Throughout the COVID-19 pandemic, Tory has been a leader at Parker Poe in monitoring the dizzying legal changes facing employers and helping clients to react and adjust to these new challenges. Tory frequently writes client alerts about evolving guidance and challenges tied to COVID-19, and business and legal organizations have asked him to present to their members on those topics.
On the litigation front, Tory helps clients understand the risks and benefits of litigation while aggressively pursuing each client’s best interest. He has experience at the trial and appellate levels of state and federal courts, including the North Carolina Business Court, the N.C. Court of Appeals, the N.C. Supreme Court, and the U.S. Court of Appeals for the Fourth Circuit.
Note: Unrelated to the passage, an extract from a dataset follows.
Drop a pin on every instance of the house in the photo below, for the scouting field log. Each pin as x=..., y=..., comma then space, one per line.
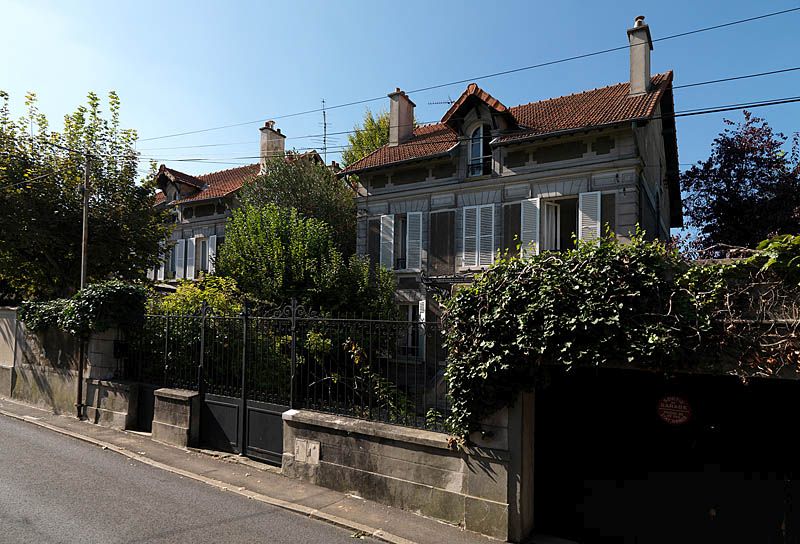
x=439, y=200
x=200, y=206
Tory has defended numerous clients from lawsuits relating to alleged discrimination and retaliation and also pursued relief for his clients on various complex issues such as misappropriation of trade secrets or unfair and deceptive trade practices. Tory also represents clients in proceedings before the Equal Employment Opportunity Commission and the North Carolina Department of Labor.
Prior to joining Parker Poe, Tory practiced commercial litigation for four years with a boutique litigation and bankruptcy firm and practiced employment litigation for two years with a large national firm.
Tory received his law degree from Wake Forest University, where he was a senior editor for the Wake Forest Journal of Business and Intellectual Property Law and a teaching assistant. He was an economics and history double major at Davidson College, as well as a pitcher on Davidson's baseball team.